Audi treibt seine E-Volution zur Elektromobilität entschieden voran: Auf der Messe Auto Shanghai 2021 debütiert der Viertürer Audi A6 e-tron concept als Vorläufer einer innovativen Familie von Großserien-Automobilen mit reinem E-Antrieb.

Audi A6 e-tron concept – die nächste E-Volution

  • Audi präsentiert Studie eines Oberklasse-Sportback mit E-Antrieb
  • Neue Technikbasis: Premium Platform Electric (PPE) ab 2022
  • Schnelles Laden mit 270 kW – mehr als 700 Kilometer Reichweite

Als Basis dient künftig eine komplett neue Technologie-Architektur: die Premium Platform Electric, kurz PPE. Ab Ende 2022 debütieren erste Serienautomobile im C- und später auch B-Segment mit PPE-Technik. Dazu zählen – ein Novum im Markt der E-Fahrzeuge – sowohl SUV mit hohem Fahrzeugboden als auch dynamisch gezeichnete Modelle mit flachem Boden wie der künftige Audi A6 e-tron.

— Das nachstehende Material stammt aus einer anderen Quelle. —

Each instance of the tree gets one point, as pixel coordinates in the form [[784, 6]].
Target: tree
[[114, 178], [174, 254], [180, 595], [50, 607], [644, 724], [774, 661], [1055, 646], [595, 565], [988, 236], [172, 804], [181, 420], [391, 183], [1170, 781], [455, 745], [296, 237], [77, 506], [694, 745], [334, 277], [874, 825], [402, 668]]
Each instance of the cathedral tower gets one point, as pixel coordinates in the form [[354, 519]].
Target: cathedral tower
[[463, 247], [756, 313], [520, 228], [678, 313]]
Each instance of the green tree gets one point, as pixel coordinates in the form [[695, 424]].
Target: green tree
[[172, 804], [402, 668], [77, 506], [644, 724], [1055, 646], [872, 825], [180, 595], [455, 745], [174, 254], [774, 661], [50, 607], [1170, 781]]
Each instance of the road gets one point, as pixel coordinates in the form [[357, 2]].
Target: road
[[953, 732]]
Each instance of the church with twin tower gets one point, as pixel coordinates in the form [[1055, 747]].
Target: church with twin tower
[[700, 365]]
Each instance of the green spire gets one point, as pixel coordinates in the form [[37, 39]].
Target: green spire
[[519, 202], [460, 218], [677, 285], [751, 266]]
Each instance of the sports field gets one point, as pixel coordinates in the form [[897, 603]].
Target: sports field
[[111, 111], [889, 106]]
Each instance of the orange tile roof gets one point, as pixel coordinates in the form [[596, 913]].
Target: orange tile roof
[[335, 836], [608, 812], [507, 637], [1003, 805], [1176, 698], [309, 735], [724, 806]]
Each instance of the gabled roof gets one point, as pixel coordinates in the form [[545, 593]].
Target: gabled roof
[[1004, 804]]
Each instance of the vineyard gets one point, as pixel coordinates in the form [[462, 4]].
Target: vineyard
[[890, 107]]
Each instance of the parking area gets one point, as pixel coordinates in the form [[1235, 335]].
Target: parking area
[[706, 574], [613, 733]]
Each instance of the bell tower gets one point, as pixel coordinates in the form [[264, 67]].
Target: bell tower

Mit dem Signet Audi A6 betont das Concept-Car die Zugehörigkeit zur Oberklassen-Baureihe der Marke. Seit 1968 und bis 1994 noch als Audi 100 bekannt, repräsentiert dieses Modell die Marke in einem der weltweit volumenstärksten Segmente. Limousine, Avant sowie allroad und später der A7 getaufte Sportback komplettierten die Modellfamilie. Bereits Tradition beim Audi A6 ist der E-Antrieb: Nach einer Vollhybridversion schon ab 2011 debütierte 2019 der aktuelle Audi A6 TFSI e mit einem Plug-in-Hybridantrieb und einer rein elektrischen Reichweite von bis zu 91 Kilometern (NEFZ).

Im Gegensatz zum aktuellen Audi A6 TFSI e setzt der auf der Shanghai Auto Show 2021 gezeigte Audi A6 e-tron concept ausschließlich auf einen E-Antrieb auf Basis der künftigen, unter Audi-Leitung entwickelten Plattform PPE. Das Concept-Car präsentiert sich zugleich als neuer Design-Entwurf, der mit dem A6 der Gegenwart lediglich die Abmessungen teilt. Die 4,96 Meter lange und 1,96 Meter breite sowie 1,44 Meter hohe Karosserie definiert sich als Sportback; dabei erweist sich die Linienführung als eine konsequente Weiterentwicklung der gegenwärtigen Audi-Formensprache.

Das in Shanghai debütierende Exterieur-Modell Audi A6 e-tron concept ist dabei weit mehr als nur eine Fingerübung der Designer: Seine Karosserie weist vielmehr auf kommende Serienmodelle von Audi hin und sendet klare Signale, wie dynamisch und elegant zugleich die elektrisch angetriebene Oberklasse der Marke mit den vier Ringen aussehen wird.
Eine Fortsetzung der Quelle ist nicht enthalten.